Ce catastrophisme nous semblerait presque excessif. Si l’on tient compte des éléments également cités, notamment sur cette publication tardive impliquant des analyses en profondeur, nous en concluons que ce jugement est justifié par une appréciation de tous les éléments, y compris ceux qui sont moins ou qui ne sont pas mentionnés. La catastrophe doit être ici mesurée en termes relatifs par rapport aux capacités du renseignement anglo-saxon, à ses activités et à la forme de ses activités. La description de la catastrophe nous conduirait presque à penser qu’avec la mort de sept de ses officiers, la CIA est décapitée dans le domaine de la lutte contre al Qaïda, notamment en Afghanistan – ce qui laisserait beaucoup à penser sur les réelles capacités du renseignement anglo-saxon dans la lutte contre le terrorisme et les milieux islamistes, alors qu’il est tout entier orienté vers cette lutte, avec des moyens impressionnants, depuis au moins le 11 septembre 2001, et orienté en partie importante depuis les années 1980. Cela laisse également beaucoup à penser, de façon plus décisive et sans surprise véritable, sur ses capacités d’adaptation. On pourrait observer que la CIA se confirme comme le plus puissant et le plus mauvais service de renseignement des grands pays occidentaux, pour des raisons structurelles d’inadaptation chronique, d’impossibilités psychologiques et culturelles, de sclérose bureaucratique. (Un jugement annexe pourrait êtré porté sur le MI6 qui nous semble, depuis qu’il collabore à fond dans les domaines concernés avec le renseignement US, depuis 9/11, avoir perdu nombre de ses capacités traditionnelles, notamment du point de vue de la finesse d’analyse, de la culture et de la psychologie.)

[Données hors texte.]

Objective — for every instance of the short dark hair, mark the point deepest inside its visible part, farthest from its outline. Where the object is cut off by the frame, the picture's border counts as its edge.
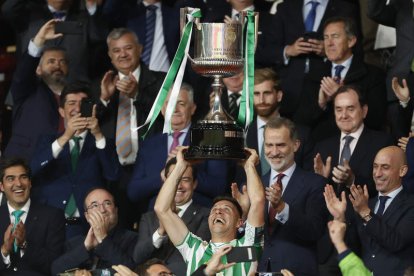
(173, 161)
(347, 89)
(232, 201)
(349, 24)
(14, 162)
(141, 270)
(74, 88)
(279, 122)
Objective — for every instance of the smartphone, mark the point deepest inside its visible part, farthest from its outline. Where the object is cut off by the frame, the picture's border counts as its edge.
(86, 107)
(242, 254)
(310, 35)
(69, 27)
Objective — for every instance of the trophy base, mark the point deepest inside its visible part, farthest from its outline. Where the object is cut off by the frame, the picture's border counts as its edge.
(216, 140)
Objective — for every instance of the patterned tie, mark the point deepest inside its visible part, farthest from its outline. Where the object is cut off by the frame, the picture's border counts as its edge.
(59, 15)
(264, 165)
(272, 211)
(346, 150)
(176, 140)
(338, 71)
(310, 19)
(149, 33)
(17, 214)
(381, 208)
(123, 126)
(233, 104)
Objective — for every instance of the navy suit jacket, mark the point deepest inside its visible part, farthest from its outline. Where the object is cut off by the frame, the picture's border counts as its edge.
(54, 180)
(152, 155)
(287, 26)
(293, 245)
(196, 220)
(133, 16)
(388, 241)
(115, 249)
(35, 109)
(45, 236)
(369, 143)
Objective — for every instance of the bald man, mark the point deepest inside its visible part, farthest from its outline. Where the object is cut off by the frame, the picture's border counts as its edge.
(386, 222)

Un autre aspect de ce jugement catastrophique concerne les capacités en matière de renseignement qui sont apparues, selon l’analyse du renseignement anglo-saxon, chez les organisations terroristes et proches, ou assimilées. Il semble que les Anglo-Saxons, après des années d’erreurs extraordinaires, aient réussi à susciter chez leurs adversaires la création d’organisations efficaces et très “professionnelles” en matière de renseignement et de “covert actions”. Ainsi, l’Ouest, et le système américaniste, seraient-ils arrivés, par leur extraordinaire incompétence et leur non moins extraordinaire incompréhension du phénomène qu’ils appréhendent, à susciter la création chez leurs adversaires de ce qu’ils prétendent posséder depuis si longtemps et qui s’avère chaque jour de plus en plus inexistant: des services de renseignement efficaces et capables d’actions décisives.

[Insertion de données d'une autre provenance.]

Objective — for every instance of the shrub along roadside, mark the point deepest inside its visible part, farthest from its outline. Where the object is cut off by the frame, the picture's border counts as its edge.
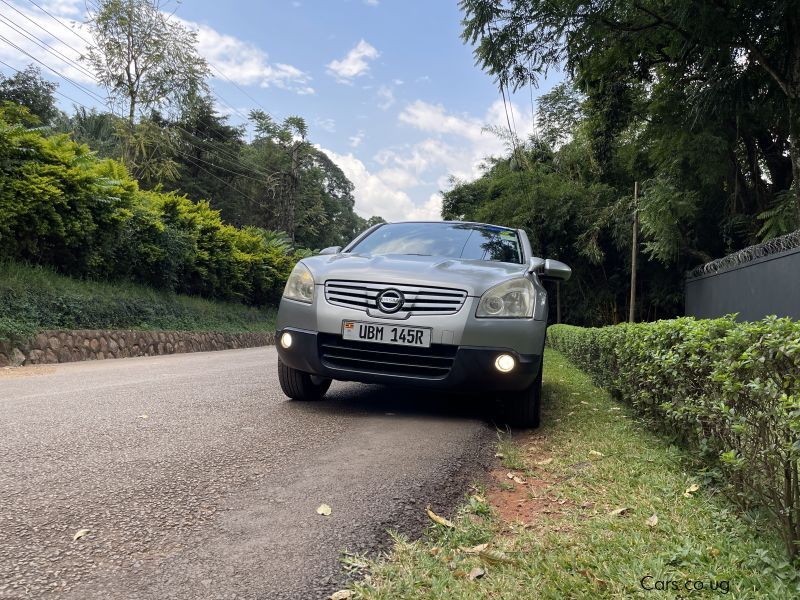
(33, 299)
(730, 390)
(64, 207)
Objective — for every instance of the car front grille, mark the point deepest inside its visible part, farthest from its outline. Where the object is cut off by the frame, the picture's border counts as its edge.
(417, 299)
(384, 359)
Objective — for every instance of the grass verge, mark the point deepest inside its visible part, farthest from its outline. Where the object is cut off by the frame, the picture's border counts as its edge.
(601, 508)
(33, 299)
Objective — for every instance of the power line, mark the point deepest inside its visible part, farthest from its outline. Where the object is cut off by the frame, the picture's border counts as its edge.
(216, 94)
(47, 31)
(5, 64)
(256, 202)
(31, 56)
(267, 178)
(265, 182)
(43, 45)
(241, 89)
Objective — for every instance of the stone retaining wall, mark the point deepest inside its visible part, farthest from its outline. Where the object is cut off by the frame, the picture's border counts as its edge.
(68, 346)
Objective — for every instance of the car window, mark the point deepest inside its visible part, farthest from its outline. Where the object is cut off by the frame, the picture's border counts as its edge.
(453, 240)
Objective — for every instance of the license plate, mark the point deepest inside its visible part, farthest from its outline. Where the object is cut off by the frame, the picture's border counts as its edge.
(379, 333)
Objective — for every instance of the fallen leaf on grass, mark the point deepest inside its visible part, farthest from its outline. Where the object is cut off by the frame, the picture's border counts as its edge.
(437, 519)
(691, 490)
(495, 557)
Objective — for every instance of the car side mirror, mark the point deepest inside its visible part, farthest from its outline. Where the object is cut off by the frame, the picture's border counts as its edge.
(555, 269)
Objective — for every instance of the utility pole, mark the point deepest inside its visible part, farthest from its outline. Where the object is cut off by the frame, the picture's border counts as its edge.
(634, 248)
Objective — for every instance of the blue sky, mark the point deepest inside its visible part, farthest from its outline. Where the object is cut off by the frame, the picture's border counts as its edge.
(386, 86)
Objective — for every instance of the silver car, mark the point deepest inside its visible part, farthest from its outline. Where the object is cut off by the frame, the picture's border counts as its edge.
(448, 305)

Les services de renseignement anglo-saxons sont désormais devant un handicap nouveau. Cette attaque va créer (ou aggraver) chez eux une culture de défaitisme et de catastrophique qui va accélérer leur crise interne, et, évidemment, peser encore plus sur le conflit en Afghanistan. Ils seront de plus en plus pusillanimes et prudents dans leurs actions, de plus en plus “défensifs” de crainte de nouvelles attaques de ce genre, selon un réflexe bureaucratique habituel. En un mot, ils seront encore moins efficaces, ce qui constituerait une performance inouïe et la mesure de la crise de la bureaucratie anglo-saxonne de sécurité nationale.